Sitting on the bleeding edge with HTTP2 protocols.
HTTP2 has been enabled shortly after we purchased an SSL connection. Since we were already running encryption on our blog then why not take advantage of another method that will speed up the site? This blog will continue to be enabled until a better transport protocol comes out or until the entire internet drops out of existence and will just be remembered as an uncomfortable fad throughout human history. For those who care about some of the nerdier side of what this blogger does then please continue reading.
What is this HTTP2 insanity?!?
First off, most shared hosting packages don’t like playing with this protocol. The reason being is HTTP2 is extremely unstable and bleeding-edge despite being released almost five years ago and a lot of mainstream sites began using it about two years ago. So this means that the only people who can get away with it are people with virtual servers that govern over their apache configuration which it so happens we do! The first thing you’re going to want to do is legit HAVE apache 2.4.18 or better. After you’ve installed apache onto your distro you’ll need to activate the module.
sudo a2enmod http2
and then going into each of your sites which are vhost’ed like what we do. Go into /etc/apache2/sites-available and nano into your vhost’ed site.such as default.conf. Right after the Server Alias statement we like to add in the following line:
Protocols h2 http/1.1
systemctl restart apache2
And that USED to be all you needed. Simply launch chrome and clear out your cache and cookies and the H2 protocol started to load like mad!
Segmentation of PHP.
But then this happened:
apache2 (2.4.25-3+deb9u5) stretch; urgency=medium * This package upgrades mod_http2 to the version from apache2 2.4.33. This fixes a lot of bugs and some security issues, but it also removes the support for using HTTP/2 when running with mpm_prefork. HTTP/2 support is only provided when running with mpm_event or mpm_worker.

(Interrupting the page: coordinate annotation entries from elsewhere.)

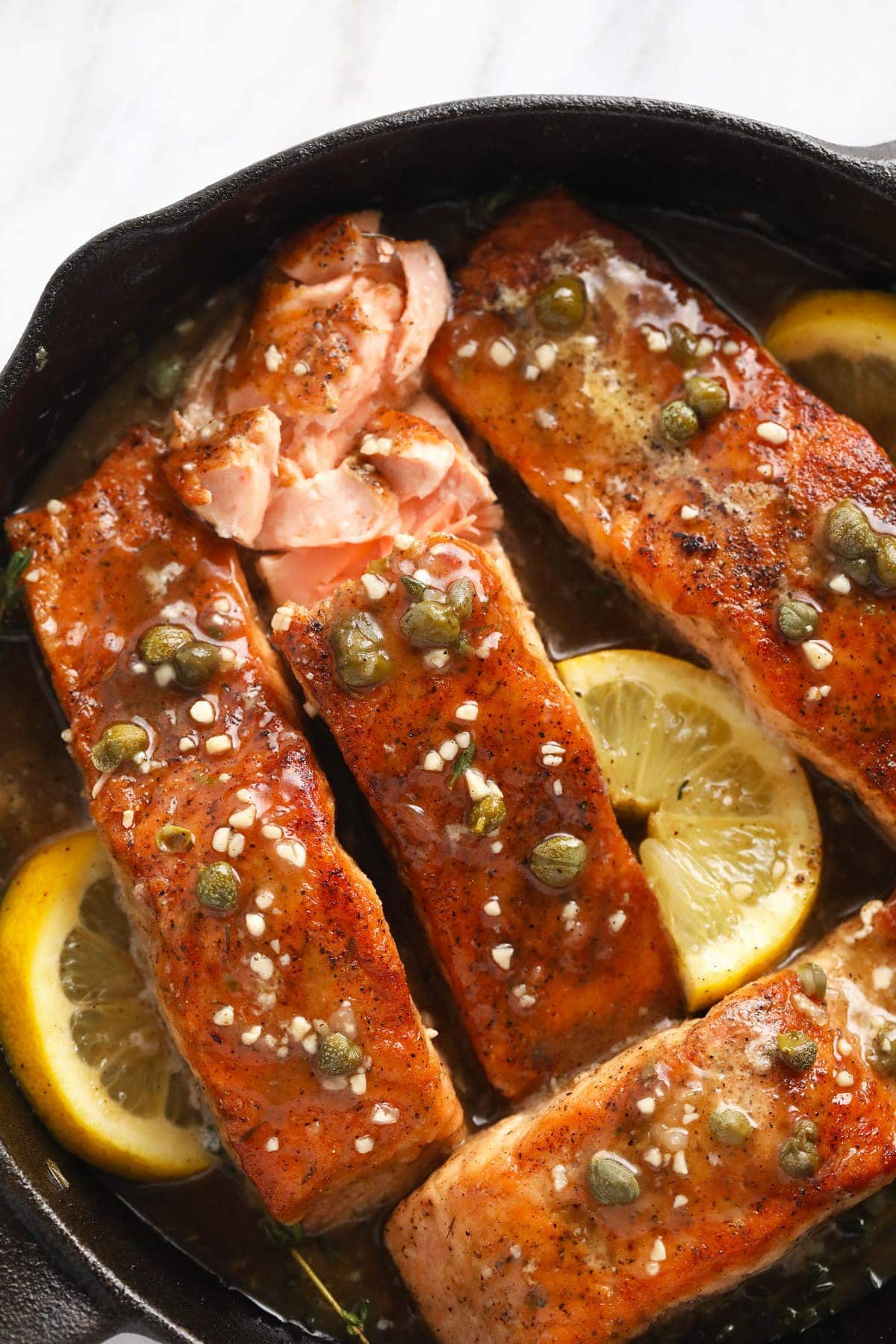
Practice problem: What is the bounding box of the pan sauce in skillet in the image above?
[0,195,896,1344]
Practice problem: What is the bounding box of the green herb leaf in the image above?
[402,574,426,602]
[261,1218,370,1344]
[449,739,476,789]
[261,1218,305,1246]
[0,550,34,621]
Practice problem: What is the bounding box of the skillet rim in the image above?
[0,94,896,1344]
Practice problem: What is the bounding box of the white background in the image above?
[0,0,896,1344]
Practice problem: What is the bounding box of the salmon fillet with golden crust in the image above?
[7,430,462,1230]
[385,902,896,1344]
[273,536,681,1097]
[430,192,896,835]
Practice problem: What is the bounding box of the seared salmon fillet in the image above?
[273,536,681,1097]
[430,192,896,835]
[7,430,462,1230]
[165,211,500,603]
[385,902,896,1344]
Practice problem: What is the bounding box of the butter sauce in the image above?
[0,196,896,1344]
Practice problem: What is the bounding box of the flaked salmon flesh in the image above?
[7,430,462,1230]
[165,211,500,602]
[273,536,681,1097]
[385,902,896,1344]
[429,192,896,835]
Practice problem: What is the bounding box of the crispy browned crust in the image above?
[7,430,462,1228]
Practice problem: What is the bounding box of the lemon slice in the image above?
[765,289,896,455]
[0,830,210,1180]
[558,649,821,1009]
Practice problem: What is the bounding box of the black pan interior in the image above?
[0,98,896,1344]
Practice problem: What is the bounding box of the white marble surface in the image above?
[0,0,896,361]
[0,0,896,1344]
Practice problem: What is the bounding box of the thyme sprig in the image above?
[449,739,476,789]
[262,1218,370,1344]
[0,548,34,621]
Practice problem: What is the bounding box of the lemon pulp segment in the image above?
[765,289,896,455]
[558,649,821,1009]
[0,830,210,1179]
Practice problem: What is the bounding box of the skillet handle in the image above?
[0,1200,126,1344]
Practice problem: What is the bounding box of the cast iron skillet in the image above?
[0,97,896,1344]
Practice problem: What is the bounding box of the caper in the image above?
[399,598,461,649]
[535,276,588,332]
[874,535,896,588]
[778,1031,818,1072]
[90,723,149,774]
[156,823,196,853]
[146,355,184,402]
[173,640,220,691]
[588,1153,641,1204]
[196,862,239,914]
[669,323,700,368]
[447,579,476,621]
[825,500,877,561]
[529,830,588,887]
[314,1031,364,1075]
[685,378,728,420]
[659,402,700,444]
[466,793,506,836]
[868,1023,896,1074]
[138,625,192,667]
[797,961,827,998]
[708,1106,753,1148]
[842,556,874,588]
[329,612,392,691]
[778,598,818,644]
[778,1137,819,1179]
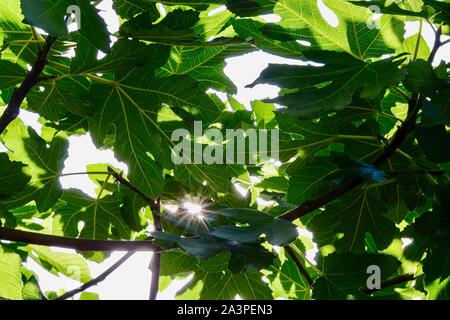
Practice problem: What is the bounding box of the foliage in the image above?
[0,0,450,300]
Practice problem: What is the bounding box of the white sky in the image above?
[7,0,450,300]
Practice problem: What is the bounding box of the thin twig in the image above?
[0,227,162,252]
[0,37,56,135]
[108,167,163,300]
[108,167,158,214]
[284,246,314,287]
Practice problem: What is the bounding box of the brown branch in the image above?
[284,246,314,287]
[149,198,163,300]
[108,167,163,300]
[0,227,162,252]
[0,37,56,135]
[279,27,442,221]
[55,252,135,300]
[359,273,416,295]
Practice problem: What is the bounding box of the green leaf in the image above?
[308,191,399,254]
[70,36,169,73]
[113,0,159,22]
[28,245,92,283]
[89,69,217,197]
[404,60,450,126]
[21,0,109,52]
[0,153,30,199]
[0,246,23,300]
[416,125,450,163]
[0,60,26,88]
[196,270,272,300]
[212,219,298,246]
[27,79,91,121]
[312,253,400,300]
[264,0,403,60]
[53,190,130,240]
[254,51,403,118]
[0,120,68,212]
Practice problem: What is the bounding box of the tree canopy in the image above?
[0,0,450,300]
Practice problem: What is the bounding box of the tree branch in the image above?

In the name of security, Apache kicks HTTP/2 to the curb. Awesome! It took a little bit of doing to bring it back for Debian but we eventually did. first, we stop Apache.
systemctl stop apache2
next, we install whatever version of PHP you are running with, in this example, it’s 7.0.
apt-get update apt-get install php7.0-fpm
While we’re at it it’s probably a damned good idea to update the dependency libraries in case you are upgrading to a newer version of PHP like 7.1, 7.2, etc.

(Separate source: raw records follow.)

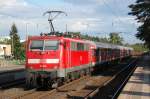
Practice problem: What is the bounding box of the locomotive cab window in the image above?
[30,40,44,50]
[30,40,58,50]
[44,40,58,50]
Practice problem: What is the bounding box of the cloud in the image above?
[64,0,102,5]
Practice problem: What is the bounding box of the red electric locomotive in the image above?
[26,36,96,86]
[26,11,133,87]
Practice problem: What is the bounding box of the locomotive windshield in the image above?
[30,40,58,50]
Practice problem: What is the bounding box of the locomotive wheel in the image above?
[26,78,33,89]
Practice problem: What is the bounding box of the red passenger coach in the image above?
[26,35,133,87]
[26,35,96,86]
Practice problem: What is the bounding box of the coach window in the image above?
[77,43,84,51]
[84,44,89,51]
[71,42,77,51]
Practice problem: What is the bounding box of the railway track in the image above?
[1,60,135,99]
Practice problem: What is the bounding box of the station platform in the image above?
[118,55,150,99]
[0,65,25,73]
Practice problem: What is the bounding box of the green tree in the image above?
[10,23,21,59]
[129,0,150,48]
[109,33,123,45]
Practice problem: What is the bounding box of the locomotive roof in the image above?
[29,35,133,50]
[95,42,133,50]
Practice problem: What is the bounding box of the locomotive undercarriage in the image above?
[26,68,92,89]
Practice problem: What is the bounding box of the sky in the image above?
[0,0,141,44]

apt-get install php7.0-mysql libapache2-mod-php7.0 php7.0-cli php7.0-cgi php7.0-gd php7.0-zip php7.0-intl php7.0-mbstring
enable a proxy mod that will help us with HTTP/2
a2enmod proxy_fcgi setenvif
disable the old PHP7.0.
Disable the MPM-prefork which was dependent on PHP7.0.
Enable PHP.x-fpm which the FPM stands for (FastCGI Process Manager)
Enable MPM-Event which is a different style of multi-processing apache and http2 will use. you can also try MPM-worker too but I stuck with the event.
Finally, you can startup Apache to get http2 back up and running.
systemctl restart apache2
And you’d think that all of your troubles are solved at that point right? Hahaha! Nope!
Website lock up!
Initially, when I enabled http2 on my apache box I would have momentary points where it would take 3 minutes to log in to the WordPress site but all of the other browsers that weren’t logged in were fine. I just thought it was a bug and didn’t think much of it. However, with php7.0-fpm the problem escalated quickly to where if someone accesses the page and fills up all of the threads the entire site shuts down like it’s in the middle of being DDOS’ed to death. However, we know that our Apache was still running because default websites by resolving IP addresses come up perfectly fine because those sites do not refer to any PHP action. Also, my WordPress site wouldn’t allow the uploading of images past 2Mb in size. It’s completely ignoring the php.ini that we set up initially for apache2. Fuck. the FPM version of php7.0 uses the ini in /etc/php/7.0/fpm/php.ini and it gets annoying. Because once you define a parameter in php.ini you cannot override it by simply stating a new value at the bottom. you got to hunt for each of these lines and replace them.
upload_max_filesize = 300M post_max_size = 300M memory_limit = 256M max_execution_time = 600 max_input_vars = 10000 max_input_time = 400
Sweet, we’ve given PHP more ram to play with and now we can upload some worthwhile videos to my blog again.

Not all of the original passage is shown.